I look in her hair for tell tale signs (there were none) and then try to soothe her “Now, now….you don’t know that, and there’s nothing we can do at 9pm….just go to sleep and we’ll look in the morning”
At 11:30pm she is standing by my bedside, with crocodile tears, and a live little bug that proves that her greatest fear had become a reality…..I could write a whole blog on how tenacious and petrified she must’ve been to stay up and actually catch one of those little buggers in the middle of the night in the dark laying in her bed….
By 6 am I am in full attack mode….I do my research, and settle on a plan of attack. I opt out of the Rid or Nix routes, because the efficacy rate has gone down significantly over time. Anecdotal evidence states that a combination of Lysterine and coconut oils will do the trick. I decide to try it, and it works!!
Here is what you need to combat lice without harsh chemicals:
1 bottle of lysterine (don’t go generic on this)
1 pack of shower caps (dollar store)
1 microfiber head wrap (dollar store) <<can substitute towel
1 bottle of coconut scented shampoo (I got White Rain at the dollar store)

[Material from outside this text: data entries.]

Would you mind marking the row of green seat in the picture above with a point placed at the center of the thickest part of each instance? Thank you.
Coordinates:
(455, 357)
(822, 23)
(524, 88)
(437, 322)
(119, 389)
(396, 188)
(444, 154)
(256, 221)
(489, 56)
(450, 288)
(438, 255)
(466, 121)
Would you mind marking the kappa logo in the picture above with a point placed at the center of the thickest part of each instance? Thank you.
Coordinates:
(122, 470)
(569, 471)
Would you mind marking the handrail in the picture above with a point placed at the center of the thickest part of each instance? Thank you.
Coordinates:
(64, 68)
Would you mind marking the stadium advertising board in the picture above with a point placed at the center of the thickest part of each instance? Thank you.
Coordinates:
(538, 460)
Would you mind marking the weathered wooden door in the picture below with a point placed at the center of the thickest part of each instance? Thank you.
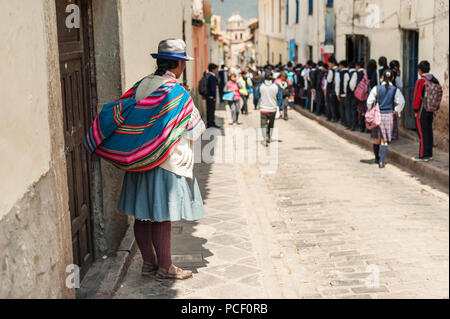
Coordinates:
(74, 54)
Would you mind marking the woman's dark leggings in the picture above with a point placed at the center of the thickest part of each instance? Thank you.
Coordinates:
(155, 242)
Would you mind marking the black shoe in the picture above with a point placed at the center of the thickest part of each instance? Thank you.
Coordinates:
(370, 162)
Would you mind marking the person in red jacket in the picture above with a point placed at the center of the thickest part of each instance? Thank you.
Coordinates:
(424, 119)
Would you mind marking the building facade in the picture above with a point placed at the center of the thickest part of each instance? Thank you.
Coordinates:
(272, 32)
(307, 35)
(408, 31)
(63, 60)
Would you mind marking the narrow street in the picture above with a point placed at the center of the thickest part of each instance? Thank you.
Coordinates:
(324, 226)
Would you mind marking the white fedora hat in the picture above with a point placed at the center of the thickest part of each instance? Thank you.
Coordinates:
(172, 49)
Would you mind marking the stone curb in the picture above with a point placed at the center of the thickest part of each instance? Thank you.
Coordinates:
(118, 266)
(420, 169)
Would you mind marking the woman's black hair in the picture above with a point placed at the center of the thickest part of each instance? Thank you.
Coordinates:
(387, 76)
(382, 61)
(165, 65)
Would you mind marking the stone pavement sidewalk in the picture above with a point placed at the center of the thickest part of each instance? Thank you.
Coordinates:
(400, 152)
(219, 248)
(313, 229)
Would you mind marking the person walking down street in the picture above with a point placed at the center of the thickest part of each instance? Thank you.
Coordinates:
(223, 79)
(394, 66)
(382, 64)
(350, 107)
(245, 83)
(340, 93)
(391, 103)
(312, 80)
(268, 97)
(211, 97)
(427, 100)
(287, 90)
(359, 101)
(332, 102)
(159, 186)
(235, 105)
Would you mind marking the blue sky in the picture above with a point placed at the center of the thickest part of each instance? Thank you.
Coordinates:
(247, 8)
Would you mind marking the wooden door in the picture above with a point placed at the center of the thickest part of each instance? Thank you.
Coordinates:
(75, 83)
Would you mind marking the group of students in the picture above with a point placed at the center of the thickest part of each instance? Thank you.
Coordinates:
(345, 91)
(233, 87)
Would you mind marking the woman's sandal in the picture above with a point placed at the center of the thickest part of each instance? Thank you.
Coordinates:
(149, 269)
(174, 273)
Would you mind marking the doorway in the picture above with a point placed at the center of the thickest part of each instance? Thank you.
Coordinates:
(76, 65)
(357, 48)
(410, 39)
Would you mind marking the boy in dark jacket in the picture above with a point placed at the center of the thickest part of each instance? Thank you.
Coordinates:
(424, 119)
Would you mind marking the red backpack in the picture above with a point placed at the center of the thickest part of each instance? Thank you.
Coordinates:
(362, 89)
(433, 95)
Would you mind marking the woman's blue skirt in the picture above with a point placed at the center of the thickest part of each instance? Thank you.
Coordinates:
(159, 195)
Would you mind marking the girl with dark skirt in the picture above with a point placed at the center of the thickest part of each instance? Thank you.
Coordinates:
(391, 103)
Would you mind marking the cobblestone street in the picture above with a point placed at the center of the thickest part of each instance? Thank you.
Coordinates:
(324, 226)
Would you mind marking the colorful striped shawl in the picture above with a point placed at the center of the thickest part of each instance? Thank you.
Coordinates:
(139, 136)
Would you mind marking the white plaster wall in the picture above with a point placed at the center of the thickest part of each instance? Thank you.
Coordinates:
(142, 25)
(276, 38)
(24, 133)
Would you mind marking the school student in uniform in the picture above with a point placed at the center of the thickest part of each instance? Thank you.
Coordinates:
(305, 75)
(382, 63)
(391, 102)
(343, 70)
(268, 97)
(312, 78)
(332, 102)
(394, 65)
(424, 118)
(359, 107)
(350, 118)
(318, 88)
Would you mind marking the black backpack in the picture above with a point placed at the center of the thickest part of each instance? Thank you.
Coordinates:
(203, 85)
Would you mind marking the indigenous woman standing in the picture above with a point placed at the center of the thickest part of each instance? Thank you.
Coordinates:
(235, 105)
(391, 102)
(150, 133)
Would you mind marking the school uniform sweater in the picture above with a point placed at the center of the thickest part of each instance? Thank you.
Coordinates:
(269, 96)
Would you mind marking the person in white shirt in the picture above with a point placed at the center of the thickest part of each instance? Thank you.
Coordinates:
(340, 93)
(361, 106)
(391, 103)
(331, 105)
(350, 106)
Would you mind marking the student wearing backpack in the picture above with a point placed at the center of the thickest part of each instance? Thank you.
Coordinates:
(350, 107)
(359, 83)
(235, 104)
(340, 93)
(286, 90)
(427, 100)
(211, 96)
(269, 98)
(332, 102)
(391, 103)
(318, 88)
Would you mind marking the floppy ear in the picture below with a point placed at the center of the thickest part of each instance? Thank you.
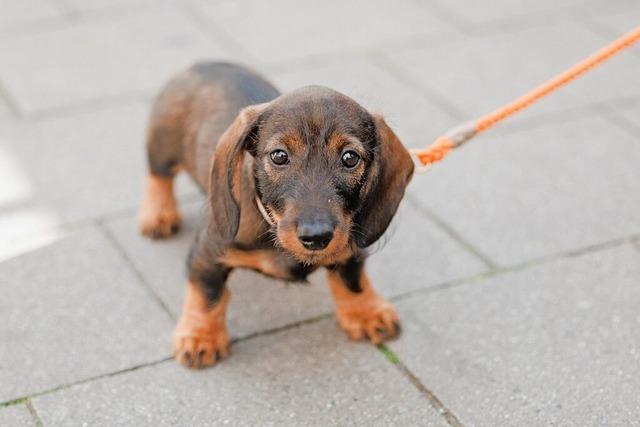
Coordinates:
(226, 172)
(392, 171)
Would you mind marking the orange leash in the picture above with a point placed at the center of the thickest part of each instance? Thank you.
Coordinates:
(455, 137)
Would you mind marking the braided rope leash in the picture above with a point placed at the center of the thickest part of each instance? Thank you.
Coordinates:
(461, 134)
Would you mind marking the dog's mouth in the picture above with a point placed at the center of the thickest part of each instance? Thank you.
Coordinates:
(338, 249)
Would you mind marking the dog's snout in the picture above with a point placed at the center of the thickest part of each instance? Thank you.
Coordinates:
(315, 235)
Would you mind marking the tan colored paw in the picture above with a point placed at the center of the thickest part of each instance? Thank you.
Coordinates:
(198, 348)
(373, 318)
(159, 216)
(159, 222)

1 bottle of dandruff shampoo (again, dollar store)
1 jar of coconut oil (find it in a whole foods store…so great to cook with)
1 lice comb (metal vs. plastic)
1 container dawn (to wash out coconut oil)

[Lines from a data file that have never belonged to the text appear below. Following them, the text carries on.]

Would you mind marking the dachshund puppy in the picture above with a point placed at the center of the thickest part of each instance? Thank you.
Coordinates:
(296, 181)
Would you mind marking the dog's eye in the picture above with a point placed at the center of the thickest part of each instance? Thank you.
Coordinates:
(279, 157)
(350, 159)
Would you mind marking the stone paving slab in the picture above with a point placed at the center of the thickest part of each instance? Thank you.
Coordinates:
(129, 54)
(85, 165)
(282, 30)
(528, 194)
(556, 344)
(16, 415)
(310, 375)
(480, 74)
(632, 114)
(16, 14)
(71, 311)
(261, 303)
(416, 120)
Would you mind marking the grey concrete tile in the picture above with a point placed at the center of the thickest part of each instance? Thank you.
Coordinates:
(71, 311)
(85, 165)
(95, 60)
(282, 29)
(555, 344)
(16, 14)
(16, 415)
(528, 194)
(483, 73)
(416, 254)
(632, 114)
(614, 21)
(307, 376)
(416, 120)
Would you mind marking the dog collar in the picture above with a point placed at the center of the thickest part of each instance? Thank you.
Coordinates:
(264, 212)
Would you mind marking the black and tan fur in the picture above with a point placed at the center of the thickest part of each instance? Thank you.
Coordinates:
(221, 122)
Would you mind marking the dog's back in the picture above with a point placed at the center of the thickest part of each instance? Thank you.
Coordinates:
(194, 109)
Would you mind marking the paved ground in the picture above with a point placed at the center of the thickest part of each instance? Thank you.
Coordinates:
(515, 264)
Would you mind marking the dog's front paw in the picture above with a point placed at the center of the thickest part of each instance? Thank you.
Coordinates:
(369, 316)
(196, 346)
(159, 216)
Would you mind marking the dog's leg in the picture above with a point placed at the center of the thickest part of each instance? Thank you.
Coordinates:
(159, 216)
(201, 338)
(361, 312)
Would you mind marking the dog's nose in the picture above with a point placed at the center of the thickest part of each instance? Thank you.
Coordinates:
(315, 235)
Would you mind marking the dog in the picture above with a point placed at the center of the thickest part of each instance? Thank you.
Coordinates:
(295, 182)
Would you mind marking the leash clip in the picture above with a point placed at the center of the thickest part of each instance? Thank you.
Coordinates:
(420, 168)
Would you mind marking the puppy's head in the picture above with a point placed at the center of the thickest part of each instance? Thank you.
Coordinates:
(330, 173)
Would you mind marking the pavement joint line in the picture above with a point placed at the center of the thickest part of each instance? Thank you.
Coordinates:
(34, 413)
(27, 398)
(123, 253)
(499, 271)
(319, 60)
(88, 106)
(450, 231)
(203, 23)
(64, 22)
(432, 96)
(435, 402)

1 blow dryer (Or better yet a dryer bonnet if you have one!)
roll of toilet paper (to dispose of lice bodies)
paper grocery sack
In a kitchen sink, douse head liberally with Lysterine. Place hair in shower cap. Wrap head with microfiber head wrap (or towel) and place under dryer for 20 minute intervals on and off for 2 hours. Rinse. Then warm 1-2 tablespoons of coconut oil until just in liquid form (not too hot, as it can burn the scalp) and liberally pour coconut oil on scalp. shower cap and head wrap for another 2 hours. By this time, the Lysterine has killed most of the lice, and the coconut oil has suffocated the rest, and the nits (lice eggs) will be easier to get out with a comb. carefully divide hair into 2-4 inch square patches and secure off with bobby pins. go through sections with a knit comb, and be sure to do this in either full daylight, or near a good lamp. I set up a portable garage lamp in my kitchen, and sat my kids on bar stools…..
Everytime I found a louse, I pulled it with tweezers and wrapped it in a square of toilet paper before tossing in a paper bag. I found a total of 5 lice and about a dozen nits, but I’m pretty sure I caught this infestation within 48 hours of the migration 😉
When you have thoroughly gone through the hair (I pinned the sections I had gone through to the side, and then went back through them all piece by piece a second time when I was all done) then send child to the shower with dawn, dandruff shampoo and coconut conditioner. Use Dawn first (to cut through the coconut oil) and then use the dandruff shampoo as directed. Follow up by applying coconut conditioner in hair for 3 minutes, and rinsing. After all is said and done, be sure to manually blow dry the hair on the highest setting you can use and keep your child comfortable. The heat might must kill off any nits or lice you may have left behind…..
Some people swear by leaving the coconut oil in overnight, and I could see how this might work. But, I listed the steps above because I KNOW it worked for me, and we’ve been lice free for (knock on wood) 3 weeks and counting….why does my scalp itch so much right now? LOL!
One more thing: I was totally mortified, and afraid my kids were going to have to wear a scarlet L on their play clothes. I had called neighbors to explain the problem, and even called them back with various updates. I kept my kids from others for a full 4 days until I was SURE there were no more buggers to contend with, and STILL I felt an odd stigma associated with head lice. And then I tuned into the Ellen Degeneres show, where Madonna proclaimed that headlice was running rampant through her house right now…..
If Madonna’s kids can get lice and she can be open about it on Ellen, then I don’t mind blogging this…especially if it helps someone!!